Replica MySQL Server Configuration

On the replica server, configure it with a unique `server-id`. It should also have binary logging enabled if it’s intended to be promoted to a primary later or to serve as a source for further replicas. For a simple primary-replica setup, `read_only = ON` is crucial to prevent accidental writes.

[mysqld]
server-id = 2
log_bin = /var/log/mysql/mysql-bin.log
binlog_format = ROW
expire_logs_days = 7
relay_log = /var/log/mysql/mysql-relay-bin.log
read_only = ON
innodb_flush_log_at_trx_commit = 1
sync_binlog = 1

Restart the MySQL service on the replica:

sudo systemctl restart mysql

Establishing the Replication Channel

Before initiating replication, it’s vital to ensure the replica has a consistent snapshot of the primary’s data. The most robust method is to take a backup of the primary while locking tables briefly, or by using `mysqldump` with specific options to capture the binary log position.

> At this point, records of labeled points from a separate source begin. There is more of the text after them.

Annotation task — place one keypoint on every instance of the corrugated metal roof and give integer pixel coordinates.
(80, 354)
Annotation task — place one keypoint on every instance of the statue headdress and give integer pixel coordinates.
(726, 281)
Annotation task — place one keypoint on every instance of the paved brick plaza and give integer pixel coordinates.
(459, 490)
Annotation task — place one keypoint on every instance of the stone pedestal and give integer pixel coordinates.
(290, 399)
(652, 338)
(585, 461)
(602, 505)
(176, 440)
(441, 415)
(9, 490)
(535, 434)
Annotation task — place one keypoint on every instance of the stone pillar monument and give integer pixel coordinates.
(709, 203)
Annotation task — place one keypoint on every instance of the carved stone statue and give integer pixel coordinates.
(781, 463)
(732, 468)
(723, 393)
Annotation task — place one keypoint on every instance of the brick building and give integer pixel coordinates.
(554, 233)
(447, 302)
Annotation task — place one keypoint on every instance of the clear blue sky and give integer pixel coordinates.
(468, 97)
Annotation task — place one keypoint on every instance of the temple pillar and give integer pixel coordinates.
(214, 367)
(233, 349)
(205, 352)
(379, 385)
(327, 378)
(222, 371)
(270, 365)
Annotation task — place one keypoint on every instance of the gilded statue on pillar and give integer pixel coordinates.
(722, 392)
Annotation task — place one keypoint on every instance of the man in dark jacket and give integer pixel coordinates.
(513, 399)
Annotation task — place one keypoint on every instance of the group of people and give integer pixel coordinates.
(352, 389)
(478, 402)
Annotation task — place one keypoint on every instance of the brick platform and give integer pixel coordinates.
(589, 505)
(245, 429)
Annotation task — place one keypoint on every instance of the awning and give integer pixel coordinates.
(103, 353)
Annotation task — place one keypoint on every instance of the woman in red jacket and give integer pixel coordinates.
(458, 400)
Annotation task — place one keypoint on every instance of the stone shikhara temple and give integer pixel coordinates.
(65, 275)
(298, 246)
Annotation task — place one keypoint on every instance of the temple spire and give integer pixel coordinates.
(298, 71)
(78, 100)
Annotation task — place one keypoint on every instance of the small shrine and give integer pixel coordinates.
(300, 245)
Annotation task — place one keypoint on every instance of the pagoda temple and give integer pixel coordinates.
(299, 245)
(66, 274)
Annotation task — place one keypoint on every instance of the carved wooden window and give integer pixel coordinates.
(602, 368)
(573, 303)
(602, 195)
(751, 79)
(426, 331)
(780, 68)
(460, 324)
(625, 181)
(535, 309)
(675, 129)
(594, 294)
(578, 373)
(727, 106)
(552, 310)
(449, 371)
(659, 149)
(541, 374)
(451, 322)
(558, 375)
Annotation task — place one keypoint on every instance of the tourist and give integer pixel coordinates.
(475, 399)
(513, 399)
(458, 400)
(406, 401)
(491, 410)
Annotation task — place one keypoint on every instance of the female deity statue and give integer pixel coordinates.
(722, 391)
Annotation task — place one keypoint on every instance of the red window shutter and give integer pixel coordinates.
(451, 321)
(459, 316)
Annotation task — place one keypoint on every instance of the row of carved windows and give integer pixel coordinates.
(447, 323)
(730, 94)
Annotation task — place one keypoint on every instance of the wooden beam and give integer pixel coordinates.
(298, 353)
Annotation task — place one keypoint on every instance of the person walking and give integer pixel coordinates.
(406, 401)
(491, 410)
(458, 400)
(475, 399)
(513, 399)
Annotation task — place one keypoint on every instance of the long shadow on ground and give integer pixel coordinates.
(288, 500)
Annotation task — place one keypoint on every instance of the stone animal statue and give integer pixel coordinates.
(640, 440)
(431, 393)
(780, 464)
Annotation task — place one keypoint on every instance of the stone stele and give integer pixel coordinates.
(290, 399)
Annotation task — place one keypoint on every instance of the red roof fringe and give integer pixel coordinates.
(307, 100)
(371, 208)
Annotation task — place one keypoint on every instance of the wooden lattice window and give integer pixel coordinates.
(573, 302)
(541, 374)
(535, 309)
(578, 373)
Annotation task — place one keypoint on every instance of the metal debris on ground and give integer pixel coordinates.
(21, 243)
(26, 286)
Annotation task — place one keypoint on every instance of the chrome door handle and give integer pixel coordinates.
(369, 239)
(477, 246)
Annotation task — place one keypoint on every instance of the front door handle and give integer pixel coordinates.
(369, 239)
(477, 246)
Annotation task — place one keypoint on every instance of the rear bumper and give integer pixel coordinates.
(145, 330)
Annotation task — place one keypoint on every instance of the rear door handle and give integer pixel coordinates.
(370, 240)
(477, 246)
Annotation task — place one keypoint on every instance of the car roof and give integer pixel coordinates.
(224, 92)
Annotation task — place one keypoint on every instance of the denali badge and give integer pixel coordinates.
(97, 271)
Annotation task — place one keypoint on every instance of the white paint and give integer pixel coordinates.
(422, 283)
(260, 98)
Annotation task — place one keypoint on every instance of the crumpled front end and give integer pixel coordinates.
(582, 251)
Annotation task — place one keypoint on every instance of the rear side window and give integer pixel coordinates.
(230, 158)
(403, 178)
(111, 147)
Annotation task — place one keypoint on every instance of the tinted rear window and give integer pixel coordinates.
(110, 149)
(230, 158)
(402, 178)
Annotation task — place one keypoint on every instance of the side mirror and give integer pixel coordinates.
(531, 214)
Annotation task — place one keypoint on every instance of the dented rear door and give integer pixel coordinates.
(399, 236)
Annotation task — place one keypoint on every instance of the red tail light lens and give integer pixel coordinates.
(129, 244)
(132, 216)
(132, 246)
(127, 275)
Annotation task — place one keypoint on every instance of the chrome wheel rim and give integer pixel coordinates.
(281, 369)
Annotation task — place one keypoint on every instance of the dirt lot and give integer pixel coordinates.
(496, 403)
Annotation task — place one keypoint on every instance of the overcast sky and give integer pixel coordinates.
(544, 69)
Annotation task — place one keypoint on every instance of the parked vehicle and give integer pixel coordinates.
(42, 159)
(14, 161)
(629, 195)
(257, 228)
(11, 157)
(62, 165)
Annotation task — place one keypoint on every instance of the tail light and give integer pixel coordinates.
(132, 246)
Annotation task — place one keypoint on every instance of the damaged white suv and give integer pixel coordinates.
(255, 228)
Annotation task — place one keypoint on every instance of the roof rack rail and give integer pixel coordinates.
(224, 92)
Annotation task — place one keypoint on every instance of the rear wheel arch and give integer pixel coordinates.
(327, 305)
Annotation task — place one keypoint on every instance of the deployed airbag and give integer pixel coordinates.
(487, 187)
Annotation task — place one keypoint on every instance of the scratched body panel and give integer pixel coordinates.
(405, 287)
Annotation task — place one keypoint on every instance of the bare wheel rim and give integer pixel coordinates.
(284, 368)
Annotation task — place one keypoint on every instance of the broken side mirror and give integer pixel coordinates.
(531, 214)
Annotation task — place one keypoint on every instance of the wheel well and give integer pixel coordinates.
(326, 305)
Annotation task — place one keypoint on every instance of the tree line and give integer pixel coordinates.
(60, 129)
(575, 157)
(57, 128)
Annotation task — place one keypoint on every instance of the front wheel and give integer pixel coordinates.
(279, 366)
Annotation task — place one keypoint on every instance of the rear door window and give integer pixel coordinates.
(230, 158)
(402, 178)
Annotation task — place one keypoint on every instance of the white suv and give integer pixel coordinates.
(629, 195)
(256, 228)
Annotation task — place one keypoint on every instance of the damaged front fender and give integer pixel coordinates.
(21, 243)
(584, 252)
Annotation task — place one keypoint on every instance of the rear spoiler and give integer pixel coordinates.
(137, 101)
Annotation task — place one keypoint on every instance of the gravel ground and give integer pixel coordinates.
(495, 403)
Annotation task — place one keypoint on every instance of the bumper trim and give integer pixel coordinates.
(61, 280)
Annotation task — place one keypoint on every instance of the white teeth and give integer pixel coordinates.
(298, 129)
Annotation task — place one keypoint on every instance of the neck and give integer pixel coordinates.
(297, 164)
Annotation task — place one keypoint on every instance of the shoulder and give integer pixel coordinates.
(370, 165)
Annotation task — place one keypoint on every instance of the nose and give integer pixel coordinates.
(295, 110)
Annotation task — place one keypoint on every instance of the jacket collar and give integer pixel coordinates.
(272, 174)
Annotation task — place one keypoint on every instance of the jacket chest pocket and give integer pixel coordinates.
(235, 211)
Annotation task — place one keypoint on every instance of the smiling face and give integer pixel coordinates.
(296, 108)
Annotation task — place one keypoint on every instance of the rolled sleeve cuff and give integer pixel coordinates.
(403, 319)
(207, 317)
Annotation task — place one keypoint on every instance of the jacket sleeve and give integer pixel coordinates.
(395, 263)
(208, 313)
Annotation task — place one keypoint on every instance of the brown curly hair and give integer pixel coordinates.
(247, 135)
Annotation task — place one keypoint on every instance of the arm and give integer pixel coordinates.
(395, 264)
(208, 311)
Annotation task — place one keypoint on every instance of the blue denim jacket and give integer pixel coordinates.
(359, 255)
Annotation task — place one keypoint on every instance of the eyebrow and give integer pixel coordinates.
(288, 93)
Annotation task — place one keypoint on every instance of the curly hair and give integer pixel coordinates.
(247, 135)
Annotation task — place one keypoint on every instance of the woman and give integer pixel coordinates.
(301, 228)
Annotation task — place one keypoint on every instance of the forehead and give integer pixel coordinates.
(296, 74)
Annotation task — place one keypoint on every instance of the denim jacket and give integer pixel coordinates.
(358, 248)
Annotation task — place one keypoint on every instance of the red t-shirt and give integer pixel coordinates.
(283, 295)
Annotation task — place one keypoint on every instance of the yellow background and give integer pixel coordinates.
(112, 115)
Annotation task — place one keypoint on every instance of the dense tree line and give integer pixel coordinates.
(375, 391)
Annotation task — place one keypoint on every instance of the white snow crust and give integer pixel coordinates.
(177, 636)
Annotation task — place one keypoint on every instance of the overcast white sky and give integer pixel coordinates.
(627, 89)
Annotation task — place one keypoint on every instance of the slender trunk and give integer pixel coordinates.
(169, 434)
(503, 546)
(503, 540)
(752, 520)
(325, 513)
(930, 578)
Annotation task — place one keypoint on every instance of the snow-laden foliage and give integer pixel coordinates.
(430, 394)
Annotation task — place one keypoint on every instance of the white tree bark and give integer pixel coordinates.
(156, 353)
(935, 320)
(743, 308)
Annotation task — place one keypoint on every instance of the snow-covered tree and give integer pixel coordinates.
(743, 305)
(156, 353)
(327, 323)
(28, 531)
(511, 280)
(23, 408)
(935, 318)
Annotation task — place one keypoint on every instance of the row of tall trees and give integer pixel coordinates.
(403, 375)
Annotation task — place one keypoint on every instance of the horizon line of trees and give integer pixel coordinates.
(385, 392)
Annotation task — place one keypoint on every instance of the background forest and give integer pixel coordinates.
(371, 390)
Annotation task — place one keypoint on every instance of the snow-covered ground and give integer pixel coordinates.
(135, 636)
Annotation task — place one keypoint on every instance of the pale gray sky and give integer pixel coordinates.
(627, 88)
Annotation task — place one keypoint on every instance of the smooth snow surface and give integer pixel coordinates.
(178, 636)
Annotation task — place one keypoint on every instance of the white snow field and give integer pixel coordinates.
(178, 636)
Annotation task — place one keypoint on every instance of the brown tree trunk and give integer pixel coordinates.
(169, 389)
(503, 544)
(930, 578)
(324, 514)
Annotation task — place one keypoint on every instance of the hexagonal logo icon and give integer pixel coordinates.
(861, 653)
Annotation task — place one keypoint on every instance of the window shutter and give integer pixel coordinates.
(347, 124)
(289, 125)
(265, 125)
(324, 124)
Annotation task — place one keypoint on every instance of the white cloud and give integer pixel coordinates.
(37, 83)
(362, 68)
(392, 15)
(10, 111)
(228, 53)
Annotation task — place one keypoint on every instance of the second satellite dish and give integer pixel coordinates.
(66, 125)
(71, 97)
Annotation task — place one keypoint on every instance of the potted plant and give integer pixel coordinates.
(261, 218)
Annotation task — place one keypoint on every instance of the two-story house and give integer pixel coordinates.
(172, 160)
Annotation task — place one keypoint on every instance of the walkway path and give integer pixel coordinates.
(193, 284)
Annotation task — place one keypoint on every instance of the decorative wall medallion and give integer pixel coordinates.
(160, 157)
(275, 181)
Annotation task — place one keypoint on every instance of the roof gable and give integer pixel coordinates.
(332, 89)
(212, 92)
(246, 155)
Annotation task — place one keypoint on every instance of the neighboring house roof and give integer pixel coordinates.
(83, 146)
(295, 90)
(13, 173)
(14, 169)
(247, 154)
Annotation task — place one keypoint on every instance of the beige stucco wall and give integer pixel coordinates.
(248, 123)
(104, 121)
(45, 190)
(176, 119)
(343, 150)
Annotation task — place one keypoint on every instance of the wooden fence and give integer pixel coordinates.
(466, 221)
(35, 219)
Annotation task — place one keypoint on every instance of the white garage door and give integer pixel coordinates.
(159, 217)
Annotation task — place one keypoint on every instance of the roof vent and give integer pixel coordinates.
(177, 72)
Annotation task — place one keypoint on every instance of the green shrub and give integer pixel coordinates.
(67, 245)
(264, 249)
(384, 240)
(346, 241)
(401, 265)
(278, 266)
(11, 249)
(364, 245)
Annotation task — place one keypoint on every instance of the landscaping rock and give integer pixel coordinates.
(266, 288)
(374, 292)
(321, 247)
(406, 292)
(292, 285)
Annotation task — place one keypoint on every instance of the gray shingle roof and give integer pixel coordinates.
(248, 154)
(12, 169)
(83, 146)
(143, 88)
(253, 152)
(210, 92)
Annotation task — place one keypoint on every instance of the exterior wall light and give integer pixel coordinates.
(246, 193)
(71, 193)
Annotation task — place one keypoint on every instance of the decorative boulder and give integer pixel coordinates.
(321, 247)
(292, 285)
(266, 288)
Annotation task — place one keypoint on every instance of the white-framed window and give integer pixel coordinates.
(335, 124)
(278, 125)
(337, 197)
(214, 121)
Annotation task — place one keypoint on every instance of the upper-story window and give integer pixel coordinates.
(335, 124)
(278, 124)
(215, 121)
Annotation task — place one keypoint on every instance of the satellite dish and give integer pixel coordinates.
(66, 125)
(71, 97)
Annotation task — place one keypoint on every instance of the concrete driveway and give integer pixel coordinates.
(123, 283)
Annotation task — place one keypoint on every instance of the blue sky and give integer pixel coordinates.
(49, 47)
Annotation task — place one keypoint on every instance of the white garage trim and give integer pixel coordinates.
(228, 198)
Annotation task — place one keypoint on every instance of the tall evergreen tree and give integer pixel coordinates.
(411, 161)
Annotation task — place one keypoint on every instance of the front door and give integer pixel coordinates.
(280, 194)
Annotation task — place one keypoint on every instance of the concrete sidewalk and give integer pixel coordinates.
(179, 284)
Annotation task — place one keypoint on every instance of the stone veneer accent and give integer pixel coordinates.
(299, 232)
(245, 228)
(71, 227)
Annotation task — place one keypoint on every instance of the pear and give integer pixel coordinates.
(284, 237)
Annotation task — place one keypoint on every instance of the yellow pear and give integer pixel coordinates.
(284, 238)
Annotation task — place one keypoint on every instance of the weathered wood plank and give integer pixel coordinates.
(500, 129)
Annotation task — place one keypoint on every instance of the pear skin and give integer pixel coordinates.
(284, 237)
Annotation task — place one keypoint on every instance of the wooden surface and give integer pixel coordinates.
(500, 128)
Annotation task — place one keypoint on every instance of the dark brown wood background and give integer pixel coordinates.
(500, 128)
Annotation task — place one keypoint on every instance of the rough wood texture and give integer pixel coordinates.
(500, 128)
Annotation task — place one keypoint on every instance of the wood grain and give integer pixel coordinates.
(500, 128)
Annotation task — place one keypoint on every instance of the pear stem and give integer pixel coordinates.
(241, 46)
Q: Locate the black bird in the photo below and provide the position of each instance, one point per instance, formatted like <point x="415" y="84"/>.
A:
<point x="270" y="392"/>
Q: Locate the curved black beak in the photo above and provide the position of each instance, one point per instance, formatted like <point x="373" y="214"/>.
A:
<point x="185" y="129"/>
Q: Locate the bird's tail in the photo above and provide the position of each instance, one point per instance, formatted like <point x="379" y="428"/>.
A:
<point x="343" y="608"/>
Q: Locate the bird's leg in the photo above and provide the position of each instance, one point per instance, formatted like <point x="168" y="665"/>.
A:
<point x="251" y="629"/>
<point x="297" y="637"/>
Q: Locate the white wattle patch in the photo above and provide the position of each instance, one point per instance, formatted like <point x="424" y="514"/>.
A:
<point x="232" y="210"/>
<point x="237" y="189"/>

On the primary, execute the following to get the current binary log file and position. This should be done just before starting the data transfer to the replica.

SHOW MASTER STATUS;

Note down the `File` and `Position` from the output. Then, on the replica, configure it to connect to the primary. Replace `primary_ip_address` and `your_strong_password` with your actual values.

CHANGE MASTER TO
  MASTER_HOST='primary_ip_address',
  MASTER_USER='replicator',
  MASTER_PASSWORD='your_strong_password',
  MASTER_LOG_FILE='mysql-bin.XXXXXX', -- From SHOW MASTER STATUS
  MASTER_LOG_POS=YYYYYY; -- From SHOW MASTER STATUS

START SLAVE;

Verify the replication status on the replica:

SHOW SLAVE STATUS\G

Ensure `Slave_IO_Running: Yes` and `Slave_SQL_Running: Yes`. Also, check `Seconds_Behind_Master` to be consistently low (ideally 0 or very close to it).

Orchestrating Automated Failover with Orchestrator

While MySQL replication provides the foundation for high availability, manual intervention is still required for failover. To achieve automated failover, we introduce Orchestrator, a powerful, open-source tool designed for MySQL topology management and automated failover.

Orchestrator Installation and Configuration

Orchestrator can be installed on a separate, highly available management node. The installation process typically involves downloading a pre-compiled binary or building from source. For this example, we’ll assume a Linux environment.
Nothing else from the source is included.